Thereto the knight of Burgundy, / the valiant Gernot, said:
"The world may ever rue it / that Helke fair lies dead,
So manifold the virtues / that did her life adorn."
A willing testimony / by Hagen to the words was borne.
Thereto again spake Ruediger / the noble messenger:
"Since thou, O king, dost grant it, / shalt thou now further hear
What message 'tis my master / beloved hath hither sent,
For that since death of Helke / his days he hath in sorrow spent.
"'Tis told my lord that Kriemhild / doth widowed live alone,
And dead is doughty Siegfried. / May now such thing be done,
And wilt thou grant that favor, / a crown she then shall wear
Before the knights of Etzel: / this message from my lord I bear."
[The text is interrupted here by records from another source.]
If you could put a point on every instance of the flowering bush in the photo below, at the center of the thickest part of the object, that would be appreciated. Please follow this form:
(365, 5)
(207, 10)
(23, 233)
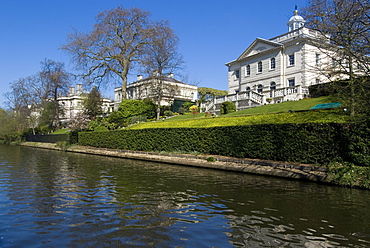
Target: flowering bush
(79, 122)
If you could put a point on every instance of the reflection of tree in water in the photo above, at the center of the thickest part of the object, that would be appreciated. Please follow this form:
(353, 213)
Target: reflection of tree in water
(90, 200)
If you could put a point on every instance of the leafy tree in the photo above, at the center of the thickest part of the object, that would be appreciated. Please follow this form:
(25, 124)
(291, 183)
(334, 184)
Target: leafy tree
(344, 26)
(227, 107)
(93, 104)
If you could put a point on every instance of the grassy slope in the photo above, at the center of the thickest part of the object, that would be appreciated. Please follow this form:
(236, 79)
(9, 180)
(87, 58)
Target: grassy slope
(304, 104)
(267, 114)
(279, 118)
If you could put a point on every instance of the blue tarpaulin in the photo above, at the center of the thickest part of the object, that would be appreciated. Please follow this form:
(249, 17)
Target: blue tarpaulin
(327, 105)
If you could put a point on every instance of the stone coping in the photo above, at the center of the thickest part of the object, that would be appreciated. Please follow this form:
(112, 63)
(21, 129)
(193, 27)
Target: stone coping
(243, 165)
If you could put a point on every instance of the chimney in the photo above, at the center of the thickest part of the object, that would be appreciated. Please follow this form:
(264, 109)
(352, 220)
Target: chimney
(79, 89)
(71, 90)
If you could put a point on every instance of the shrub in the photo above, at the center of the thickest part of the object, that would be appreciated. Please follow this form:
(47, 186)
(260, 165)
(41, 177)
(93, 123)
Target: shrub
(305, 143)
(227, 108)
(182, 111)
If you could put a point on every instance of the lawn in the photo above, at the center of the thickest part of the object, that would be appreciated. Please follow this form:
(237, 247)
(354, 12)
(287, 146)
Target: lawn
(314, 116)
(267, 114)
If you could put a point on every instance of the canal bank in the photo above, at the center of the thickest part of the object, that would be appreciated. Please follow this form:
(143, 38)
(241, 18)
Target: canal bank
(252, 166)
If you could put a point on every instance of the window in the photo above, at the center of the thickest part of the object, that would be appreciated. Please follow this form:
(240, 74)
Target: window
(259, 68)
(248, 70)
(237, 74)
(334, 63)
(317, 59)
(272, 63)
(291, 59)
(259, 88)
(273, 86)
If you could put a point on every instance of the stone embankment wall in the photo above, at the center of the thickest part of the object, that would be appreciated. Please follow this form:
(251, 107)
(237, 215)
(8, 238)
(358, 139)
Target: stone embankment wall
(252, 166)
Then spake the mighty monarch / —a king he was of grace—
"My will in this same matter / she'll hear, an so she please.
Thereof will I instruct thee / ere three days are passed by—
Ere I her mind have sounded, / wherefore to Etzel this deny?"
Meanwhile for the strangers / bade they make cheer the best
In sooth so were they tended / that Ruediger confessed
He had 'mong men of Gunther / of friends a goodly store.
Hagen full glad did serve him, / as he had Hagen served of yore.